Natural language processing on computational cluster

The aim of the course is to introduce methods required in natural language processing (processing huge data sets in distributed environment and performing machine learning) and show how to effectively execute them on ÚFAL computational Linux cluster. The course will cover ÚFAL network and cluster architecture, SGE (Sun/Oracle/Son of Grid Engine), related Linux tools and best practices.

The course follows the outline in the ÚFAL wiki: Introduction to ÚFAL (you will need an ÚFAL wiki account to access that site; each ÚFAL PhD student is entitles to get a wiki account).

The whole course is taught in several first weeks of the semester. If you plan to attend the course, please contact any of the Guarantors listed below.


SIS code: NPFL118
Semester: winter
E-credits: 3
Examination: 0/2 C
Guarantors: Milan Straka, Martin Popel, Rudolf Rosa

Preliminary 2020 Schedule

when where who: what
Wednesday 23.9. 14:00-18:00 Zoom Ruda+Sangeet: intro to ÚFAL (non-IT topics), Linux network, CPU and GPU cluster
Tuesday 29.9. 10:00-12:00 Zoom Martin: CPU and GPU cluster Q&A, IT tricks, Python, Publications
Tuesday 29.9. 13:00-16:45 Zoom Ruda: PhD studies, GAUK, other non-IT topics
Wednesday 30.9. 10:00-16:00 Zoom Milan: SGE recap, SGE assignments, GPU scheduling
Thursday 1.10. 10:00-15:00 Zoom Milan: Spark, assignments
Thursday 1.10. 15:30-16:30 Zoom Martin: Publications, Q&A


In order to pass the course, you have to attend the meetings and do all the required assignments.
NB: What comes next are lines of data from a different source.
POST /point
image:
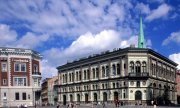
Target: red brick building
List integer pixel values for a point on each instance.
(20, 76)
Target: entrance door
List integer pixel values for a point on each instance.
(95, 97)
(138, 95)
(86, 98)
(104, 96)
(116, 96)
(64, 99)
(78, 97)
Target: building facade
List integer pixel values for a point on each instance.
(178, 85)
(49, 91)
(131, 75)
(20, 76)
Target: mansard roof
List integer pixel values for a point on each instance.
(8, 50)
(108, 54)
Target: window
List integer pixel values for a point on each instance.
(29, 96)
(144, 66)
(19, 81)
(36, 68)
(131, 66)
(16, 96)
(4, 67)
(24, 96)
(20, 67)
(97, 72)
(103, 71)
(93, 73)
(114, 69)
(118, 69)
(138, 84)
(107, 71)
(4, 81)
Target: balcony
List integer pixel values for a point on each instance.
(139, 75)
(36, 74)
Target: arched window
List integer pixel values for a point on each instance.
(70, 77)
(84, 74)
(131, 66)
(138, 84)
(118, 69)
(66, 78)
(144, 66)
(103, 71)
(77, 76)
(114, 69)
(63, 79)
(97, 72)
(93, 73)
(138, 68)
(107, 71)
(88, 74)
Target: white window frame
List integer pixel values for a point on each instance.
(16, 83)
(4, 81)
(20, 67)
(2, 69)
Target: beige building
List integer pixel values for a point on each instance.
(48, 91)
(132, 75)
(20, 76)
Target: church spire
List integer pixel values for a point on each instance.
(141, 35)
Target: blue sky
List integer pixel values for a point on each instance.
(67, 30)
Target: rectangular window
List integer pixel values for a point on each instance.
(20, 81)
(4, 81)
(29, 96)
(4, 67)
(16, 96)
(20, 67)
(24, 96)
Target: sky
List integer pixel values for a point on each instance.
(66, 30)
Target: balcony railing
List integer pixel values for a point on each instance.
(144, 74)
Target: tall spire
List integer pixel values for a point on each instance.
(141, 35)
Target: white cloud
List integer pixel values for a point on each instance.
(31, 40)
(144, 9)
(67, 18)
(9, 38)
(7, 35)
(174, 37)
(84, 46)
(160, 12)
(176, 58)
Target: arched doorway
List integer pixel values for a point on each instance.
(138, 95)
(86, 98)
(104, 96)
(116, 96)
(95, 97)
(64, 99)
(71, 98)
(78, 97)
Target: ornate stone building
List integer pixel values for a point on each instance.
(131, 75)
(20, 76)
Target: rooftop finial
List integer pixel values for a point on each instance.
(141, 35)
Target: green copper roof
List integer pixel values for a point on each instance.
(141, 35)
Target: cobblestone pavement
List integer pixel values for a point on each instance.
(107, 106)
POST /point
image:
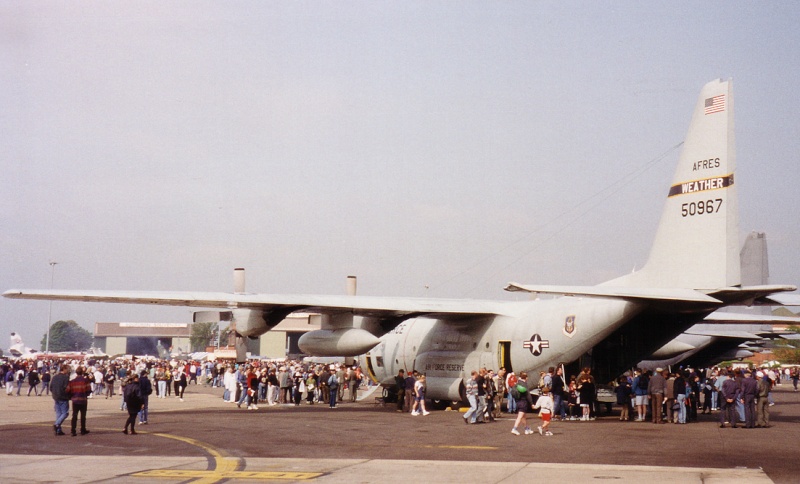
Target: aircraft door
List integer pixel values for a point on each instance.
(504, 355)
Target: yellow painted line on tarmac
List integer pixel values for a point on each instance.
(224, 467)
(215, 476)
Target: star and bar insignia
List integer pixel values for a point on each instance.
(536, 344)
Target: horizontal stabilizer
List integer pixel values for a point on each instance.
(720, 317)
(784, 299)
(749, 295)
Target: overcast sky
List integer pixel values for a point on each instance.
(434, 149)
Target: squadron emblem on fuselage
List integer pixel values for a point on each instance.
(536, 344)
(569, 326)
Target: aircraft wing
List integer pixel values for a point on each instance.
(720, 317)
(367, 306)
(742, 335)
(641, 293)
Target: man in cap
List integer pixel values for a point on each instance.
(79, 390)
(58, 387)
(656, 389)
(764, 386)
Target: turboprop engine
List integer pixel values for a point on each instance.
(337, 342)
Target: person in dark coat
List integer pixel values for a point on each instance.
(132, 394)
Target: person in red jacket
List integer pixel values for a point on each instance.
(79, 390)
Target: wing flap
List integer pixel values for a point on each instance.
(367, 306)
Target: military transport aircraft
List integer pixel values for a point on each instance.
(727, 334)
(693, 270)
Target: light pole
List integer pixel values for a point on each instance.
(50, 311)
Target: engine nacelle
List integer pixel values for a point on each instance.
(250, 322)
(337, 342)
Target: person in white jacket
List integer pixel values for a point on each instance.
(545, 406)
(229, 383)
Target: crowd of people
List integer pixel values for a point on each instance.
(135, 380)
(660, 396)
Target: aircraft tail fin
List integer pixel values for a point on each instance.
(696, 244)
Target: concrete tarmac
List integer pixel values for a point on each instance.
(203, 439)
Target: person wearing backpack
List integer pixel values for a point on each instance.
(333, 388)
(132, 395)
(524, 401)
(640, 383)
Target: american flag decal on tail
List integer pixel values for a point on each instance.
(715, 104)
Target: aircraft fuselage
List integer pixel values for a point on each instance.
(533, 336)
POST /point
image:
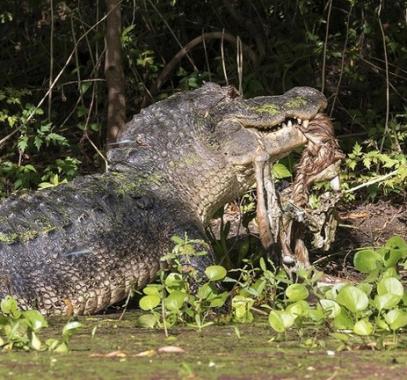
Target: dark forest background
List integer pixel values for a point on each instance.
(53, 92)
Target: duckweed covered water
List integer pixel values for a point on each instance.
(119, 350)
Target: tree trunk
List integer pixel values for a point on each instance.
(116, 108)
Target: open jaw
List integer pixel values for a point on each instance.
(284, 218)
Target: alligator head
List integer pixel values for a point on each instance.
(212, 145)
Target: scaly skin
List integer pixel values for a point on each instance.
(82, 246)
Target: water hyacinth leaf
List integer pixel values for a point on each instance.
(241, 309)
(152, 289)
(363, 327)
(147, 321)
(397, 243)
(299, 308)
(70, 328)
(35, 342)
(396, 319)
(281, 320)
(10, 307)
(390, 257)
(219, 300)
(382, 325)
(343, 322)
(296, 292)
(366, 288)
(390, 272)
(204, 291)
(367, 260)
(386, 301)
(175, 300)
(35, 319)
(317, 314)
(149, 302)
(215, 272)
(174, 281)
(331, 308)
(287, 318)
(352, 298)
(390, 285)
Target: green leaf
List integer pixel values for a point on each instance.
(299, 308)
(390, 257)
(390, 285)
(342, 321)
(153, 289)
(367, 260)
(35, 342)
(398, 244)
(386, 301)
(215, 272)
(204, 291)
(174, 281)
(35, 319)
(175, 300)
(147, 321)
(22, 143)
(280, 171)
(149, 302)
(363, 327)
(71, 328)
(9, 306)
(352, 298)
(396, 319)
(331, 307)
(219, 300)
(317, 314)
(296, 292)
(276, 322)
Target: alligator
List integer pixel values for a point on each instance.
(82, 246)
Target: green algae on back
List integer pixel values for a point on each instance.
(271, 109)
(296, 102)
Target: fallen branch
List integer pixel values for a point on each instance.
(165, 73)
(373, 181)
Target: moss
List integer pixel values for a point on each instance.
(127, 184)
(297, 102)
(271, 109)
(8, 238)
(24, 236)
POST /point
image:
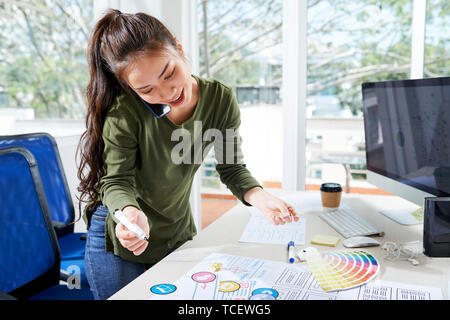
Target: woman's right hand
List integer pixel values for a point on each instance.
(129, 239)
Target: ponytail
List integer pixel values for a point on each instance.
(116, 40)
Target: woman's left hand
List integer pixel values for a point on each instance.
(274, 209)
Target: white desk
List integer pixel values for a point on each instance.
(222, 236)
  • originally Sun Grid Engine, since 2001, open-source
  • in 2009 changed to Oracle Grid Engine, no longer open-source
  • several open-source forks, most importantly Son of Grid Engine


Initialization instructions are on ÚFAL wiki.

In addition, it is a good idea to create ~/.sge_request which can specify default arguments, with at least

-b y
# optionally also -m n, which disables default mail notification

Quick Intro

qsub: submit a job for execution

  • -b [y|n] binary or a script (always use -b y)
  • -cwd keep current working directory (probably you always want to use -cwd)
  • -v variable[=value] defines or redefines environment variable
  • -V export all environment variables
  • -N name set name of the job
  • -o outpath set file with the standard output of the job; default $JOB_NAME.o$JOB_ID
  • -e outpath set file with the standard error of the job; default $JOB_NAME.e$JOB_ID
  • -j [y|n] merge standard output and error
  • -sync [y|n] wait till the job finishes
  • -l resource1=value,resource2=value sets required resources
    • mem_free=2G required amount of memory
    • h_data=20G maximum amount of memory; stop job if exceeded
  • -q queue submits only to given queue
  • -pe parallen_environment machines uses a given parallel environment
  • -hold_jid comma_separated_job_list jobs that must finish before this job starts
  • -p priority sets the priority of your job; the default one is -100 and it has to be less or equal to zero
  • environmental variable JOB_ID
  • environmental variable JOB_NAME

Array Jobs

  • -t 1-n start array job with nn tasks numbered 1n1 … n
  • environmental variable SGE_TASK_ID
  • output and error files $JOB_NAME.[eo]$JOB_ID.$TASK_ID
  • -t m-n[:s] start array job with tasks m,m+s,,nm, m+s, …, n
  • environmental variables SGE_TASK_FIRST, SGE_TASK_LAST, SGE_TASK_STEPSIZE
  • -tc j run at most jj tasks simultaneously
  • -hold_jid_ad comma_separated_job_list array jobs that must finish before this job starts; task ii depends only on task ii of specified jobs


We currently have the following queues

  • cpu-ms.q, cpu-troja.q
  • gpu-ms.q, gpu-troja.q

The following queue specifications are available

  • queue_name: the queue_name can be a wildcard, i.e., cpu-*
  • queue_name@machine:
    • the machine can also be a wildcard
    • the machine can even be !(achilles3|hector*)

Parallel Environments

SGE supports jobs with multiple threads/machines. Default parallel environments are

  • -pe smp 16: ask for 16 threads on a single machine
  • -pe make 16: ask for 16 simultaneously running processes

qstat: list of running jobs

  • detailed information about a job can be obtained using qstat -j job_id
  • qstat -u user shows jobs of a given user, and qstat -u "*" shows all jobs
  • ~straka/bin.local/qs aggregates a lot of qstat outputs

qalter: modify properties of a submitted/running job with given id

  • only some properties can be modified, i.e., qalter 123 -tc 10

qdel: stops jobs with given ids

  • for array jobs, qdel job_id.task_id removes only one task

qrsh: start an interactive shell

  • think ssh
  • unfortunately, the job is stopped when connection is broken
    • you can have a screen/tmux/… on sol[1-9] and qrsh from there
    • you can submit screen -D -m using qsub
      • look in ~straka/.screenrc for some defaults

Simple Array Job Example

The following script processes a Wikipedia file described in Assignments and returns sorted list of article names.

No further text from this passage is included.